The exception to this rule is another way to cook fish on the grill, en papillote (pah-pee-YOHT) style. This is the French term for cooking anything inside parchment paper. As the food bakes, it lets off steam, and is cooked from within. For the grill, aluminum foil stands in for parchment paper, and more delicate fish can be paired with herbs and veggies in individual little packs, usually spiked with a flavoring agent like white wine, citrus, coconut milk, or soy sauce. A great alternative to baking in the oven, the grill imbues the fish with a hint of smokiness. This works great for fish like sole, halibut, even flounder – varieties that would fizzle instead of sizzle if placed directly on the grill.

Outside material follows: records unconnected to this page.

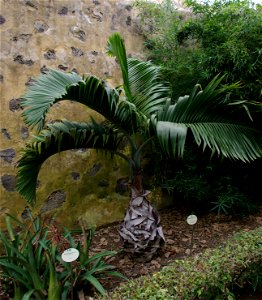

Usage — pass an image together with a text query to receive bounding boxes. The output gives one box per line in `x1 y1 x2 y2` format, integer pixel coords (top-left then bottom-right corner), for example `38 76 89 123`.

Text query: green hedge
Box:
101 227 262 300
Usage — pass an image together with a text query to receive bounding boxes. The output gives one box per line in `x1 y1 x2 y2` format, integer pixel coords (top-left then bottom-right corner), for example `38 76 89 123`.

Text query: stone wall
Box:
0 0 171 226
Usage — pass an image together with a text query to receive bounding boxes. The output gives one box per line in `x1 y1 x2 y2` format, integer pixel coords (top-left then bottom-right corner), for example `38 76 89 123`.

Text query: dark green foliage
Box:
0 214 124 300
148 142 262 217
106 228 262 300
137 0 262 100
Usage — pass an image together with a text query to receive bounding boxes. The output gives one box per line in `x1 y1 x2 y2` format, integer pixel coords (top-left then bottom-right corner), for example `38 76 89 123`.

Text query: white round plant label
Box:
186 215 197 225
62 248 79 262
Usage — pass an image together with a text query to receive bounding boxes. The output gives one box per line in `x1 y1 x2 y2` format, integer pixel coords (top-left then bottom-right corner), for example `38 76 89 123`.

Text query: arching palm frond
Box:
22 70 138 132
21 70 83 131
128 58 171 118
107 33 171 118
151 78 262 161
17 121 125 203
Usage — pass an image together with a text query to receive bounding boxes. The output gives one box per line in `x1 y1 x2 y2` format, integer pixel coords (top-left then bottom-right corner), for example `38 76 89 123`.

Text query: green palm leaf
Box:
151 78 262 161
21 70 82 131
128 58 171 118
17 121 122 203
107 33 171 119
21 70 141 132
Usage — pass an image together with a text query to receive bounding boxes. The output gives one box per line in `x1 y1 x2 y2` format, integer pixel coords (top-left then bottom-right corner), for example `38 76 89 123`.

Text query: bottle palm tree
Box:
17 33 262 260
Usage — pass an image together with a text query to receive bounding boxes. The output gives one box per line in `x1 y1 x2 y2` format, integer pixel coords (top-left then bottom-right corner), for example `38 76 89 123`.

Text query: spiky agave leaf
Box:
17 121 122 204
151 77 262 162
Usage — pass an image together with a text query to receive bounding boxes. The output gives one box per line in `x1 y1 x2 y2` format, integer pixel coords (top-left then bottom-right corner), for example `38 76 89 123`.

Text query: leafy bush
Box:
136 0 262 100
106 227 262 300
0 214 124 300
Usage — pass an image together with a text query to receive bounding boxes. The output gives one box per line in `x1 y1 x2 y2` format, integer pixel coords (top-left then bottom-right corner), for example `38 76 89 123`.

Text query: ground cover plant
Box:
103 227 262 300
17 33 262 260
0 214 125 300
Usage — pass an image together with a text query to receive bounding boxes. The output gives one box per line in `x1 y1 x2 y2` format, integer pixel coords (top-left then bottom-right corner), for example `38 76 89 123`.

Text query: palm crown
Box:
17 33 262 258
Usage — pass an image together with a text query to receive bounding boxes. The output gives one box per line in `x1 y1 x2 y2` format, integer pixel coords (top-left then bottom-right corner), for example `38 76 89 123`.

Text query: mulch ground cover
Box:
0 207 262 300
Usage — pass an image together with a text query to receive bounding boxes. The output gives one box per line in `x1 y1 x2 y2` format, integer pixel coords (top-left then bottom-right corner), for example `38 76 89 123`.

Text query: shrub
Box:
106 227 262 300
137 0 262 100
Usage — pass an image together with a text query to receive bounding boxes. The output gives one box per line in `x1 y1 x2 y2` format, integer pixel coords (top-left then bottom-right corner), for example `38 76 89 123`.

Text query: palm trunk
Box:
119 171 165 261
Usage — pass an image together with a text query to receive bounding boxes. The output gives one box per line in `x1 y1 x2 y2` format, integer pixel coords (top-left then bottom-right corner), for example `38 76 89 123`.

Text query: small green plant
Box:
54 225 126 299
0 214 124 300
0 215 53 300
103 227 262 300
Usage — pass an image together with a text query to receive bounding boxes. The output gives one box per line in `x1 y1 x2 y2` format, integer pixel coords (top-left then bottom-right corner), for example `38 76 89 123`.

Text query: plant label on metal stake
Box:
186 215 197 254
61 248 79 262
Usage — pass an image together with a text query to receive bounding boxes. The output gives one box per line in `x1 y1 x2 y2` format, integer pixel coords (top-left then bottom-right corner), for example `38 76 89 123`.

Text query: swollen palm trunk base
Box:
119 188 165 261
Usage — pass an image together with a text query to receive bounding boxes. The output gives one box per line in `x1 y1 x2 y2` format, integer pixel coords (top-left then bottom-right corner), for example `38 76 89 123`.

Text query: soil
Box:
0 207 262 300
92 207 262 300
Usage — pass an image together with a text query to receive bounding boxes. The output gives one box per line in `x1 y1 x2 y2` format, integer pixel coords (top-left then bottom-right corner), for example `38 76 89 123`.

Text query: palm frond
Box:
151 78 262 162
22 70 138 132
107 33 171 117
128 58 171 118
21 70 82 131
17 121 122 203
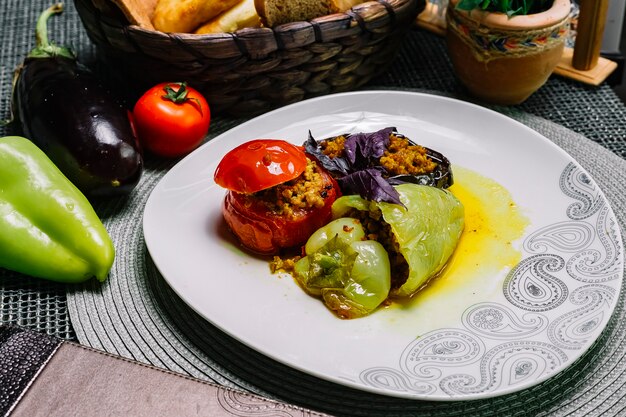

Another option, which works well with shrimp and chunks of meaty fish like swordfish or tuna, is kebobs. Be sure to cut all ingredients evenly, and don't pack the seafood and veggies on the skewers too tightly, which prevents the heat from getting all around each piece to cook it thoroughly. You'll wind up with overcooked vegetables and undercooked fish.
INSIST ON FRESH
Try to buy local, wild seafood – or catch it yourself. That way, you're not feeding your family the antibiotics and coloring agents that come with the majority of farmed fish. Only buy from vendors that are spotlessly clean, with all seafood iced and refrigerated. If you smell a fishy odor in the store, turn around and leave. Watch the employees – are they wearing gloves? Are they keeping cleaned and un-cleaned fish separate? Cross contamination in the cutting process can happen all too easily.
When buying, examine three factors: the look, the feel and the smell. Fresh fish looks bright, the skin is moist, the eyes are clear and the gills are bright red, according to The New Legal Sea Foods Cookbook. The flesh should spring back when touched and the texture should be firm. Perhaps most important, fish should smell like the ocean. If the eyes are cloudy and the gills brown; if an indentation remains when you touch it; or if the fish is pungent or strong smelling, then it is past its prime.
Once you get the fish, keep it loosely wrapped in the coldest part of your refrigerator and plan on cooking it the same day.
Marinating fish can pump up the flavor with ingredients like soy sauce, olive oil and white wine, and flavoring aromatics like scallions, garlic, fresh herbs and shallots. The key is not to over marinade, said Bill Dorrier, chef at Due Terre Enoteca in Bernardsville, New Jersey.